Timing pour les excursions : Pour Dilijan, le lac Sevan ou Gyumri, un départ de Kilikia entre 8 h 30 et 9 h 30 vous donne confortablement 4–5 heures à destination avant le retour. La dernière marshrutka de retour depuis la plupart des destinations part avant 16 h–17 h.
Questions fréquentes sur les marshrutkas en Arménie
Les marshrutkas ont-elles un horaire ?
Pas d’horaire fixe. Les marshrutkas interurbaines partent quand le véhicule est plein (ou presque plein). Au terminal Kilikia à Erevan, la demande pour la plupart des grandes lignes est suffisante pour que vous attendiez rarement plus de 1–2 heures. Les lignes populaires (Dilijan, Gyumri) circulent souvent du petit matin jusqu’à midi.
Peut-on réserver une place dans une marshrutka ?
Non. Les marshrutkas fonctionnent en premier arrivé, premier servi. Pour des départs très matinaux sur des lignes fréquentées en haute saison (juillet–août), arrivez simplement à Kilikia avant 8 h–8 h 30.
Existe-t-il des marshrutkas directes depuis Erevan vers le monastère de Tatev ?
Il n’y a pas de marshrutka directe vers Tatev. Vous prenez une marshrutka jusqu’à Goris (4 000 AMD, environ 4 h 30) puis organisez un transport local depuis Goris jusqu’à la station du téléphérique Wings of Tatev à Halidzor (environ 30 km, 30–40 minutes en taxi). De nombreux voyageurs utilisent un circuit privé pour cette excursion étant donné les distances.
Que se passe-t-il si la marshrutka tombe en panne ?
C’est rare mais possible avec les véhicules plus anciens. Les chauffeurs réussissent généralement à obtenir un autre véhicule ou à organiser un taxi partagé pour terminer le trajet. Ça fait partie de l’expérience.
Y a-t-il des marshrutkas vers les aéroports ?
Le bus 201 relie l’aéroport de Zvartnots au terminal Kilikia/Gaï. Il circule environ toutes les 15–20 minutes pendant la journée (tarif : 100 AMD). Un taxi GG depuis le centre d’Erevan vers l’aéroport coûte environ 4 000–5 000 AMD — consultez le guide des transferts aéroport.
Quelle est la ligne de marshrutka la plus utile pour les touristes ?
Erevan–Lac Sevan (1 500 AMD, 1 h 15) est la meilleure introduction au voyage en marshrutka : la ligne est courte, la destination est belle et les retours sont fréquents. Erevan–Dilijan (2 000 AMD, 1 h 45) est la deuxième plus utile pour les voyageurs indépendants.

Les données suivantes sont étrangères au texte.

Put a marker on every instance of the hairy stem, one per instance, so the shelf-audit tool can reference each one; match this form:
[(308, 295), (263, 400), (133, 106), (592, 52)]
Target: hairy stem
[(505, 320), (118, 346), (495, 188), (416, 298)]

Les marshrutkas sont-elles sûres ?
Les normes de sécurité routière en Arménie sont inférieures à celles d’Europe occidentale, et certains chauffeurs sont des dépasseurs enthousiastes sur les routes de montagne. Cela dit, les marshrutkas parcourent ces lignes quotidiennement sans incident dans la grande majorité des cas. Les ceintures de sécurité peuvent être présentes ou non et fonctionnelles — c’est le réseau de bus arménien, pas les CFF suisses. Si le style de conduite d’un chauffeur vous met mal à l’aise, descendez au prochain arrêt.